Carpenter’s evening included going 0 for 3 during the portion of the game where the Cardinals trailed.  Especially during the second half of the season, Carpenter has struggled to contribute hits when the Cardinals have trailed in games.  And especially when the deficit is three runs or less.  In his last 51 plate appearances with St Louis down by no more than 3 runs, Matt owns a .158 batting average (6 for 38).  He does still contribute walks, though, as his on base percentage in those plate appearances is a still healthy .373.

Pitching in Close Quarters

When Flaherty surrendered the lead in the second inning, he continued a problematic trend that has kept the Cardinals and their suddenly prolific offense from being serious contenders.  Through the month of August the Cardinal pitching staff pitched 69.2 innings with the game either tied or holding a one-run lead.  They responded to those opportunities with a 6.85 ERA and a .325 batting average against.  In 137.1 such innings since the All-Star Break, Cardinal pitchers have managed just a 5.77 ERA with a .292 batting average against.  Brandon Crawford’s two-run homer in last night’s second inning was the twenty-seventh home run the Cardinals have given up since the All-Star Break in games they were either tied in or leading by one run.

This is not exactly a formula for success – even if you have a competitive offense.

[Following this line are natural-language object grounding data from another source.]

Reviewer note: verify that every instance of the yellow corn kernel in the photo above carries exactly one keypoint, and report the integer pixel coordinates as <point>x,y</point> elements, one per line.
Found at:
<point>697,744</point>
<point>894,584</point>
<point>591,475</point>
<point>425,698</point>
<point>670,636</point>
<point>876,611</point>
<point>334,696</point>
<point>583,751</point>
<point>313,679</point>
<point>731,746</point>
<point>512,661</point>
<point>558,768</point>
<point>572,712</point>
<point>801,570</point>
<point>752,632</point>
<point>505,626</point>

In August, the team received only 13 quality starts in 28 games, finishing with a 4.62 ERA (4.81 by the starters, with a .297 batting average against).  Since the All-Star Break, the team ERA is hovering at 4.06.

Tyler Lyons

Tyler Lyons is fast approaching super-hero status.  Last night’s perfect eighth inning that included two more strikeouts brings his scoreless streak to 20 games and 18.2 innings, during which he has allowed just 3 hits while striking out 25.

Sam Tuivailala

Sam Tuivailala gave the last run of the game in a mop-up ninth inning.  Though his season’s ERA is still a fine 2.97, Sam has begun to take on water recently.  He has now allowed runs in 3 of his last 5 games, giving 4 total runs in 4 total innings.  His ERA sits at 4.05 in the second half (13.1 innings).

Some of this just might be due to Sam’s unfamiliarity with pitching with a lead.  Since the All-Star Break, last night was only Sam’s second inning pitching with a lead – as opposed to 11 innings pitched while trailing in the game.  Of the 58 batters he’s faced in the second half, he has pitched to 2 with the score tied, 11 with the Cardinals leading, and 43 while trailing in the game.

For the season, Tuivailala has an 0.92 ERA with a .132 batting average against in 19.2 innings while trailing, 9.00 with a .353 batting average against in 4 innings while tied, and 4.66 allowing a .349 batting average in just 9.2 innings with a lead.